過去のない男

未来にこそ存在する自分の場所 ★★★★☆
[02/フィンランド]1h37 3月15日より恵比寿ガーデンシネマほか全国順次ロードショー

[製作]アキ・カウリスマキ
[監督]アキ・カウリスマキ
[脚本]アキ・カウリスマキ
[出演]カティ・オウティネン マルッキィ・ペルトラ
[配給]ユーロスペース
[宣伝]ユーロスペース

[カウリスマス的幸福感動:mies vailla menneisyytta]
2002年カンヌ国際映画祭でグランプリ(パルムドールは「戦場のピアニスト」)、そして主演女優賞の二冠を受賞したアキ・カウリスマキ監督の至福の映画。出演は、カウリスマキ常連で主演女優賞に輝いたカティ・オウティネン、「浮き雲」「白い花びら」に脇役で出演していたマルッキィ・ペルトラ。

夜行列車でヘルシンキに辿り着いたひとりの男。しかし彼は暴漢に襲われ重傷を負い、過去の記憶を全て失ってしまう。港湾のコンテナに住む一家に助けられた男は、使われてないコンテナで暮らし始め、救世軍で働くイルマと出会った。それは男にとって暖かで満ち足りた時間だった。やっと仕事が見つかった男は銀行口座を開きに行くが、銀行強盗と出会い金庫に閉じ込められてしまう。名前も分からぬ男が銀行強盗に関与か?という記事が新聞に載り、男の身元が分かった。連絡をしてきたのは、男の妻だった。
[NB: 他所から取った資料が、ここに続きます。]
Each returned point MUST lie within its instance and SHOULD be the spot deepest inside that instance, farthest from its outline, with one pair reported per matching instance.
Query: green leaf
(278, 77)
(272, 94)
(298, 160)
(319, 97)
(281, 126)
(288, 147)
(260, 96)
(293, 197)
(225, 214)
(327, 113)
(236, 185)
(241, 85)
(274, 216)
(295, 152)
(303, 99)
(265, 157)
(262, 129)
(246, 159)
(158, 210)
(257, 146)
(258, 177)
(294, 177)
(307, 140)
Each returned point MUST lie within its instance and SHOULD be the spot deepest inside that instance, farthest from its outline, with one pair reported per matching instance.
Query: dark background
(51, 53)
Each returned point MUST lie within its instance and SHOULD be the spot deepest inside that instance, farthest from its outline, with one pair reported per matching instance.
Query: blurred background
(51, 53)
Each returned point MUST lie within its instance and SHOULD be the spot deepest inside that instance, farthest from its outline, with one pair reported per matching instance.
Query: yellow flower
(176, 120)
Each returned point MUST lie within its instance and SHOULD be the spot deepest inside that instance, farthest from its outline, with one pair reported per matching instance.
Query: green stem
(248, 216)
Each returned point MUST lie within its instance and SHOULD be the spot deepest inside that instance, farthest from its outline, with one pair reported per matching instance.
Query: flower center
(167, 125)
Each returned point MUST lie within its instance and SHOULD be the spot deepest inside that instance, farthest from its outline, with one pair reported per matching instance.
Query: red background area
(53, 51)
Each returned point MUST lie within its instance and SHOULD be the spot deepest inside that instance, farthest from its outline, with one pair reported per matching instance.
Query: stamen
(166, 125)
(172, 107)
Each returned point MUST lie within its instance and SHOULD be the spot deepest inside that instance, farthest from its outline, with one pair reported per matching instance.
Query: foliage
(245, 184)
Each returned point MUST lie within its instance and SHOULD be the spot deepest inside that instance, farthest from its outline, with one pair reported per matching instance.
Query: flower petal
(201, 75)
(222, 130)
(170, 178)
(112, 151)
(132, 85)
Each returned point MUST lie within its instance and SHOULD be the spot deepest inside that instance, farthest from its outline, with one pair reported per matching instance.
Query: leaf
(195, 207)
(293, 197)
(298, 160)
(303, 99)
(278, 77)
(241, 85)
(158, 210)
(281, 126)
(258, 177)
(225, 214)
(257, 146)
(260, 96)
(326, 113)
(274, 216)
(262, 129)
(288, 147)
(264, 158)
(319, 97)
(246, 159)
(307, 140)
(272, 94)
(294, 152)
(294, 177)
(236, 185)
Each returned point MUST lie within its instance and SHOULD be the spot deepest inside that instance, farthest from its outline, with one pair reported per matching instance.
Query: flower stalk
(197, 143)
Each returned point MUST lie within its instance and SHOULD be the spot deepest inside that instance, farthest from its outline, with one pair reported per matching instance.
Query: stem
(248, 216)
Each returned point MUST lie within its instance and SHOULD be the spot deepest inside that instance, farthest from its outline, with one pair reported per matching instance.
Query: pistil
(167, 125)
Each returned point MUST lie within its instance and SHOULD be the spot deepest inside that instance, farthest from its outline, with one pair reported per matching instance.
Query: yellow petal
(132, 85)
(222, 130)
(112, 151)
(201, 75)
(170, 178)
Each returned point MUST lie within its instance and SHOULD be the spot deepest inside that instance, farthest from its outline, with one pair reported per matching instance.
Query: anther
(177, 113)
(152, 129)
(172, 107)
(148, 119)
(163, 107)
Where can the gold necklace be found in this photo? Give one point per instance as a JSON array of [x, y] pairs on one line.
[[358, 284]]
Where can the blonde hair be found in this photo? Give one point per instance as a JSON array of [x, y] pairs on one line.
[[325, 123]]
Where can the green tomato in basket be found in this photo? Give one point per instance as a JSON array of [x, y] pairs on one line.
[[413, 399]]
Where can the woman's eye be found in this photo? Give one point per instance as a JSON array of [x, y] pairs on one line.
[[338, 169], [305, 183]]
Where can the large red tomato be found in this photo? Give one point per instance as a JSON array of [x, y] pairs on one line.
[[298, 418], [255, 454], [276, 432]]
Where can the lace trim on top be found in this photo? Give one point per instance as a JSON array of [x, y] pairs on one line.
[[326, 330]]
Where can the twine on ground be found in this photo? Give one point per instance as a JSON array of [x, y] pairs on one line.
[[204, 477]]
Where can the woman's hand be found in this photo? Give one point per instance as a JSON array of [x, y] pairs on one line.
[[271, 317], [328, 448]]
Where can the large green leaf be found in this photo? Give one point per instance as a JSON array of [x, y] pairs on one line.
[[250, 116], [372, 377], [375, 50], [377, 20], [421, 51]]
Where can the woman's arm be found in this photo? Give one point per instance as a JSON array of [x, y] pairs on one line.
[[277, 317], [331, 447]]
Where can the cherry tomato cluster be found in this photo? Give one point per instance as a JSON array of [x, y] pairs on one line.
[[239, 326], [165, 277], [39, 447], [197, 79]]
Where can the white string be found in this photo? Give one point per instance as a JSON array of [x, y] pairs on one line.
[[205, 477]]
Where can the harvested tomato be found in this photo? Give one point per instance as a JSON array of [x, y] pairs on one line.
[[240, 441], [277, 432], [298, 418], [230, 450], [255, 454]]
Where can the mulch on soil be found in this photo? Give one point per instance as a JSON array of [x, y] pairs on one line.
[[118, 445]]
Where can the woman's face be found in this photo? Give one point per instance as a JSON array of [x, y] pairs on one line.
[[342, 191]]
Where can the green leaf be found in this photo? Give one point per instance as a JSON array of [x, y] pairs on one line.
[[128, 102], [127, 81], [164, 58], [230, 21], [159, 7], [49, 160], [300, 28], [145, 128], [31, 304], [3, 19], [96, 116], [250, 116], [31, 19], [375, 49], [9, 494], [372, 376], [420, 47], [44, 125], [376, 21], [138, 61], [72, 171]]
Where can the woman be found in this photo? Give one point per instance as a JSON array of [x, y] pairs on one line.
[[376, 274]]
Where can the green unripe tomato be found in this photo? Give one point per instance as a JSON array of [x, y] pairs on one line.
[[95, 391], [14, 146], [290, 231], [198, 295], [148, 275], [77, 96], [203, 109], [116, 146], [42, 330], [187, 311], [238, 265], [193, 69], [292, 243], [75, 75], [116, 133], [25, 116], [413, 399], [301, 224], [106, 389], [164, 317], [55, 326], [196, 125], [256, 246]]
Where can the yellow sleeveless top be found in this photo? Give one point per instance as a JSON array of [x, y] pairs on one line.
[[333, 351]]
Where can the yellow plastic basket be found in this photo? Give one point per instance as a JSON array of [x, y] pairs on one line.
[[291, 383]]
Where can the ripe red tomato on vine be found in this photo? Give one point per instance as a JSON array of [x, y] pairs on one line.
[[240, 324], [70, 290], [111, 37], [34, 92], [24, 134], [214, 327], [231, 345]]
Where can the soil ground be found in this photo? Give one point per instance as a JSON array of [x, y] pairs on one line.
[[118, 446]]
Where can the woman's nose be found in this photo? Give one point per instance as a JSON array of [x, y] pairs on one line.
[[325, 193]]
過去を失い、過去を取り戻し、過去を手放す男の再生と希望をカウリスマキ独特のユーモアで描く楽しい作品。いつもカウリスマキ作品はセリフが少なく、前作ではモノクロのサイレントだったが、今回はセリフも多くカラフルで見事な方向転換。男が日本酒で寿司を食べるシーンが登場し、バックにクレイジーケンバンドの曲が流れるのだが、これは日本大好きな監督らしい粋な計らい。